XGBoost and LightGBM achieved the highest test accuracies (0.91 and 0.90) and AUC values (up to 0.92), particularly with NMF and BioBERT. The ensemble Voting method exhibited the best external accuracy (0.92), confirming its robustness. Transformer-based embeddings and advanced feature selection techniques significantly improved model performance compared to conventional approaches like PCA and Decision Trees.

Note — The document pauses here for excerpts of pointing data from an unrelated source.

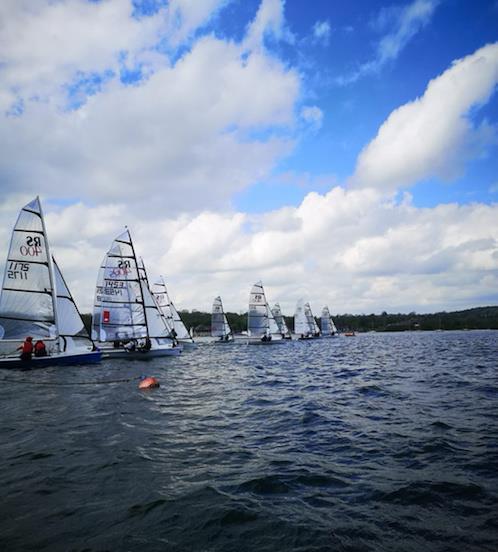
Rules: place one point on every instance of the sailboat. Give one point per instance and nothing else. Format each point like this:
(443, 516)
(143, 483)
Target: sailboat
(220, 327)
(327, 324)
(36, 301)
(126, 320)
(261, 325)
(311, 321)
(280, 320)
(168, 310)
(305, 326)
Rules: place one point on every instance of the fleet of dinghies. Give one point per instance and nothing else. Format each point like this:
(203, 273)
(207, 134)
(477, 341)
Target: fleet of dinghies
(126, 317)
(131, 319)
(168, 310)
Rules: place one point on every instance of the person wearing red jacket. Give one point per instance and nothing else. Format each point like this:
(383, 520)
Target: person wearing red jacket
(26, 349)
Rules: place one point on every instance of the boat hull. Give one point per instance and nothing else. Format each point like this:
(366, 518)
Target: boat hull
(187, 343)
(258, 341)
(120, 353)
(58, 359)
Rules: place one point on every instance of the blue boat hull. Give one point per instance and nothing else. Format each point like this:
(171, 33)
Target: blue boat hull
(91, 357)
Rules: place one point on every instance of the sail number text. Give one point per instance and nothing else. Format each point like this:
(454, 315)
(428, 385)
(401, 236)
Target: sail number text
(32, 247)
(17, 271)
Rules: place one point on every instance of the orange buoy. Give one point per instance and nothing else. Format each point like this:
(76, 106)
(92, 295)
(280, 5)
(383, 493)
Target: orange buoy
(148, 383)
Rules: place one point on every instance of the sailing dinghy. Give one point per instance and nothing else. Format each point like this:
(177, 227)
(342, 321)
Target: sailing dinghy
(261, 325)
(126, 320)
(280, 320)
(327, 324)
(305, 326)
(220, 328)
(36, 301)
(168, 310)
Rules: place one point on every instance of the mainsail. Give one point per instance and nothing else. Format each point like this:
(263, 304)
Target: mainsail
(168, 310)
(313, 326)
(119, 308)
(327, 324)
(280, 320)
(71, 328)
(219, 323)
(301, 325)
(257, 318)
(27, 302)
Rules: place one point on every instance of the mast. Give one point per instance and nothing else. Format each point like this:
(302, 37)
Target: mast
(139, 282)
(50, 274)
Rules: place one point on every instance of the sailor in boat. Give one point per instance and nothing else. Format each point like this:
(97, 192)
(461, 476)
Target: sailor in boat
(144, 345)
(40, 348)
(130, 346)
(267, 336)
(26, 349)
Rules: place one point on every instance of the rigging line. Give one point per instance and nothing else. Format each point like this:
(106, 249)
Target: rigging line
(28, 231)
(55, 384)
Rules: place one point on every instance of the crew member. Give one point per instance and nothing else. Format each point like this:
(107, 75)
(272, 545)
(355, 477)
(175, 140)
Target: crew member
(26, 349)
(40, 348)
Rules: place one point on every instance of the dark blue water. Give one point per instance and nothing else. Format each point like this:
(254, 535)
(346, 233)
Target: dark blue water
(381, 442)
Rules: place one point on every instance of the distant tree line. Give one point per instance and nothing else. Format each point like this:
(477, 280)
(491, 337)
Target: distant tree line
(471, 319)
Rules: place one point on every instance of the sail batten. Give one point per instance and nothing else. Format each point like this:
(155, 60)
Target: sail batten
(27, 303)
(169, 312)
(219, 322)
(35, 299)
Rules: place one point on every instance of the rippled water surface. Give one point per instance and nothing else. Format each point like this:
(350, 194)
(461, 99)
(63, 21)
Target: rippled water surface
(385, 442)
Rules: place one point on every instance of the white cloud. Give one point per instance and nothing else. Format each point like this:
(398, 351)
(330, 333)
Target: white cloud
(353, 249)
(269, 22)
(161, 156)
(433, 135)
(312, 115)
(321, 32)
(183, 139)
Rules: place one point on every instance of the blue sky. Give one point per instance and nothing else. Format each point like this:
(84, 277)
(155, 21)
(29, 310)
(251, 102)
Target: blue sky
(353, 111)
(345, 152)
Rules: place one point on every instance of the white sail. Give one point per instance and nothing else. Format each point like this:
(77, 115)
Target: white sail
(71, 329)
(27, 302)
(219, 323)
(119, 311)
(301, 326)
(257, 317)
(272, 323)
(169, 311)
(325, 322)
(312, 325)
(280, 320)
(335, 331)
(157, 324)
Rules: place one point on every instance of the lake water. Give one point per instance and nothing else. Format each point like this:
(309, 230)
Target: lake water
(379, 442)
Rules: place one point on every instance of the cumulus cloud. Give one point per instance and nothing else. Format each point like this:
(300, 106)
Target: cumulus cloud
(356, 250)
(321, 32)
(163, 154)
(312, 115)
(269, 22)
(433, 136)
(182, 139)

The proposed ML framework enhances diagnostic accuracy and interpretability, demonstrating strong generalizability on an external dataset. These findings highlight its potential for precision oncology and personalized breast cancer diagnostics.
本研究提出了一种先进的机器学习(ML)框架,通过整合转录组分析、优化的特征选择和分类技术来进行乳腺癌诊断。
使用递归特征消除、Boruta和弹性网络对一个包含1759个样本(987例乳腺癌患者、772例健康对照)的数据集进行特征选择。应用降维技术,包括非负矩阵分解(NMF)、自动编码器和基于变压器的嵌入(BioBERT、DNABERT)来增强模型的可解释性。使用网格搜索和交叉验证对XGBoost、LightGBM、集成投票、多层感知器和堆叠等分类器进行训练。使用准确率、AUC、MCC、Kappa分数、ROC和PR曲线进行模型评估,并在一个包含175个样本的独立数据集上进行外部验证。
XGBoost和LightGBM实现了最高的测试准确率(分别为0.91和0.90)和AUC值(高达0.92),特别是与NMF和BioBERT结合时。集成投票方法表现出最佳的外部准确率(0.92),证实了其稳健性。与主成分分析(PCA)和决策树等传统方法相比,基于变压器的嵌入和先进的特征选择技术显著提高了模型性能。
所提出的ML框架提高了诊断准确率和可解释性,在外部数据集上显示出很强的泛化能力。这些发现突出了其在精准肿瘤学和个性化乳腺癌诊断中的潜力。